First comment: I know they have to change things for screenplays, but this was more like the screenplay was fan-fiction. They are that different.
Second comment: the last post in this thread was ~five months ago. And I still haven't figured out which shade of gray to use. So fair warning: there are book and movie spoilers below.
... So in the book did any of that happen?
Nope.
.. Then it's all destroyed because she lit a match, which apparently no one thought of before then..

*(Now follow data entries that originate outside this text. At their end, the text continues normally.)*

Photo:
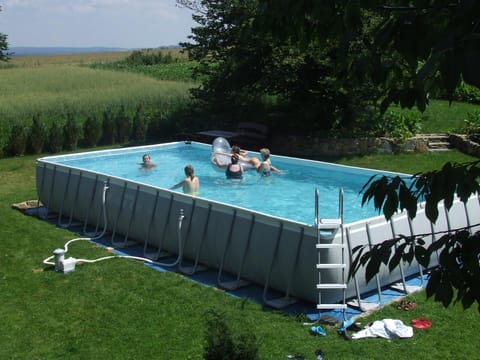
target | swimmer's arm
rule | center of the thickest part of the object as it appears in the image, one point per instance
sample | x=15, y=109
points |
x=176, y=186
x=222, y=153
x=274, y=169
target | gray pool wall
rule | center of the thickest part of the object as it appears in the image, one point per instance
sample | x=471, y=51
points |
x=275, y=253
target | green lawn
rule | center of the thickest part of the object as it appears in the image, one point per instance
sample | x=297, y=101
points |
x=121, y=309
x=441, y=116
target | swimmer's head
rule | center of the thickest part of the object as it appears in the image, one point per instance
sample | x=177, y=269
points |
x=189, y=171
x=265, y=153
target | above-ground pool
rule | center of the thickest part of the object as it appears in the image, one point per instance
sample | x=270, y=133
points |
x=258, y=229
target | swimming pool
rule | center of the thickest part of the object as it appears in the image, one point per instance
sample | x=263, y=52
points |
x=259, y=230
x=289, y=196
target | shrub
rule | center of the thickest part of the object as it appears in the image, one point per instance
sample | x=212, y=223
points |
x=467, y=93
x=18, y=140
x=55, y=138
x=400, y=125
x=108, y=128
x=471, y=126
x=71, y=132
x=92, y=131
x=139, y=127
x=122, y=124
x=37, y=135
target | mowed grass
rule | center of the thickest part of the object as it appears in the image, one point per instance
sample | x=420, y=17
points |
x=64, y=89
x=441, y=116
x=121, y=309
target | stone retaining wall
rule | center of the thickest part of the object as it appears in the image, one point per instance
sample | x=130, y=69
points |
x=462, y=143
x=311, y=146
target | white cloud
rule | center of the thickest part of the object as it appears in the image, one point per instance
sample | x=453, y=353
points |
x=117, y=23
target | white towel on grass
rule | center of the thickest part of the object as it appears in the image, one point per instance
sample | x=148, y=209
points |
x=387, y=329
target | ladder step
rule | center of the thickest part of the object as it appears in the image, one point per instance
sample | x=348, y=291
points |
x=331, y=266
x=331, y=286
x=331, y=306
x=329, y=224
x=330, y=246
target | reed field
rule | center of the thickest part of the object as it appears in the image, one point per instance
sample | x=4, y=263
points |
x=80, y=59
x=72, y=89
x=54, y=87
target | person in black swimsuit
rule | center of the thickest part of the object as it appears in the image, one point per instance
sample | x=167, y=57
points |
x=234, y=169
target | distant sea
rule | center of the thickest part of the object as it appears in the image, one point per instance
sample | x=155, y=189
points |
x=31, y=50
x=26, y=51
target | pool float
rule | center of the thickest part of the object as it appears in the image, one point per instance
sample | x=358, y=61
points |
x=221, y=145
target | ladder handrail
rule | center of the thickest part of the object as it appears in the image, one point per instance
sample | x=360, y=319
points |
x=332, y=226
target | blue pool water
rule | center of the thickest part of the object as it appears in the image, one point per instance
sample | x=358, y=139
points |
x=290, y=195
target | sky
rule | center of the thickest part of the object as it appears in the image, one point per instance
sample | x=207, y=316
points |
x=94, y=23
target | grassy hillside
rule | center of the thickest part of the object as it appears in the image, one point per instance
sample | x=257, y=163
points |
x=61, y=89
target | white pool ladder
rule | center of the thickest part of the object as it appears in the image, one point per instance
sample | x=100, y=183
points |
x=326, y=232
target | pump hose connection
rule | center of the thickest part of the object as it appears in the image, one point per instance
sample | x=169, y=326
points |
x=61, y=264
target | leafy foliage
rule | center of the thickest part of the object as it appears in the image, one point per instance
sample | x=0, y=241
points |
x=417, y=48
x=459, y=251
x=243, y=70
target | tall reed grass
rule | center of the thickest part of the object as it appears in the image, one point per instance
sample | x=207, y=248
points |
x=55, y=92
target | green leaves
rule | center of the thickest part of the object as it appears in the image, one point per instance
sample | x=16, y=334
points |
x=392, y=194
x=455, y=278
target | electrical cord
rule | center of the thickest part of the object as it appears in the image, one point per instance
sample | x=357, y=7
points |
x=48, y=261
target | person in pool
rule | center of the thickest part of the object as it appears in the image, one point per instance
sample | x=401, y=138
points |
x=190, y=184
x=234, y=169
x=234, y=150
x=147, y=162
x=264, y=167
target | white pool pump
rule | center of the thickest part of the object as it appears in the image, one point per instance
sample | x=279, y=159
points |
x=61, y=264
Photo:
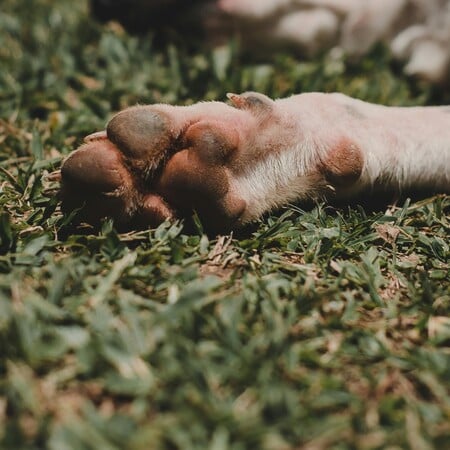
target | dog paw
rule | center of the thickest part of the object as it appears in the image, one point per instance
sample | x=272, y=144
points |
x=155, y=163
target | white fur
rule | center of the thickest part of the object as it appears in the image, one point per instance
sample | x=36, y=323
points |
x=401, y=147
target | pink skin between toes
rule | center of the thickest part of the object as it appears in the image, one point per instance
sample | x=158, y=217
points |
x=232, y=163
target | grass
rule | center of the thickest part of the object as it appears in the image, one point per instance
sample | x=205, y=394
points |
x=320, y=329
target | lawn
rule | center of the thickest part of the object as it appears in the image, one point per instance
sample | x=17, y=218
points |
x=316, y=329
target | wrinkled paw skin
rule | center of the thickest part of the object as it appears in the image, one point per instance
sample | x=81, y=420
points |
x=231, y=163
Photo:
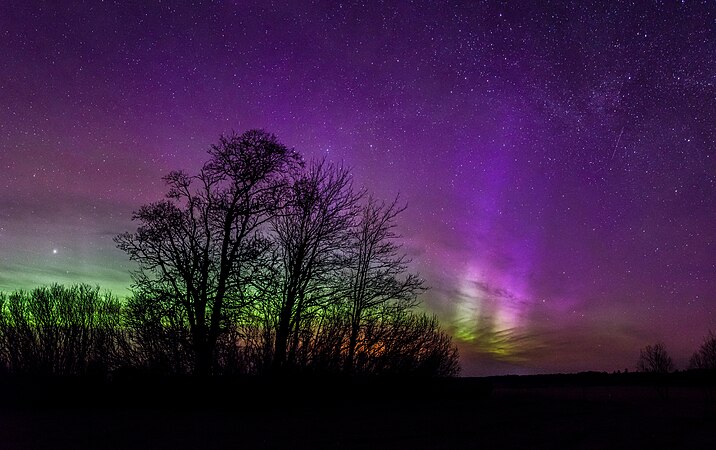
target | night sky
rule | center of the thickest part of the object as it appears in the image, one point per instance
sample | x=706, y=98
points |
x=558, y=161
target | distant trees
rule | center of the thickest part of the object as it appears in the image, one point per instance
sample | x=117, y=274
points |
x=705, y=357
x=655, y=359
x=59, y=330
x=259, y=263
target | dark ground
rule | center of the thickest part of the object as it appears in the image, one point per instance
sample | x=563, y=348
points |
x=572, y=411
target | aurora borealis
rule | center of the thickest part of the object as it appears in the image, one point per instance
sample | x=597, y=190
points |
x=558, y=161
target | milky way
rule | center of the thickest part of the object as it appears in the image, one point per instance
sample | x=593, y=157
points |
x=558, y=161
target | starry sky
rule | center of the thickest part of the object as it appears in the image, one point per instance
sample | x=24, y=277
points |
x=558, y=158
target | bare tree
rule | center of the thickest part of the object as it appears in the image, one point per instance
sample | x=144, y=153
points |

It was a phosphorus grenade. She pulls the pin, still holding the trigger then lets go as she runs. I agree though, there was no explanation why burning the place down wasn't tried before.
... Cornflake, a lot of what you're describing comes from the books, but in them, it's clear that the biologist is a deeply strange character, and the all-female crew is for other reasons I don't quite remember (something to do with the director of the institute going mad). The treatment of the husband doesn't sound like the same as in the books....
The psychologist had issues in the book that weren't fully explained. Other things in the book about the 'mission' were never explained. The tunnel and the lighthouse were in two separate places in the book. Instead of finding two videos of the previous explorers (which was absurd to just happen to have had the biologist's (Portman) husband in them), she finds a huge pile of journals including her husband's and many from previous expeditions she wasn't told about.
I just learned this movie has an
Alzabo. That's kinda cool.
Uhhh, sorry, I don't think that's what the beast was. The one in the movie was cool, especially the sounds it made. In the book it was completely different, a boor, and it didn't kill anyone. The scenes from the giant gator to the one member taking the others and tying them up didn't happen at all in the book.
There was so much in the book they didn't need to change, but they did.
... It has a kind of unreliable narrator thing going, hasn't it?
Didn't see that in the book or the movie.
In the book, the biologist narrated throughout, it was all mostly inner monologue. So her thoughts made the story. There were no dream flashbacks. She didn't have an affair. Those two scenes seemed like gratuitous sex. Her husband was home much longer, they had a couple sex scenes, nothing erotic.
If anyone has any other questions about what happened in the movie and not in the book or vice-versa, I'll keep an eye on the thread for questions.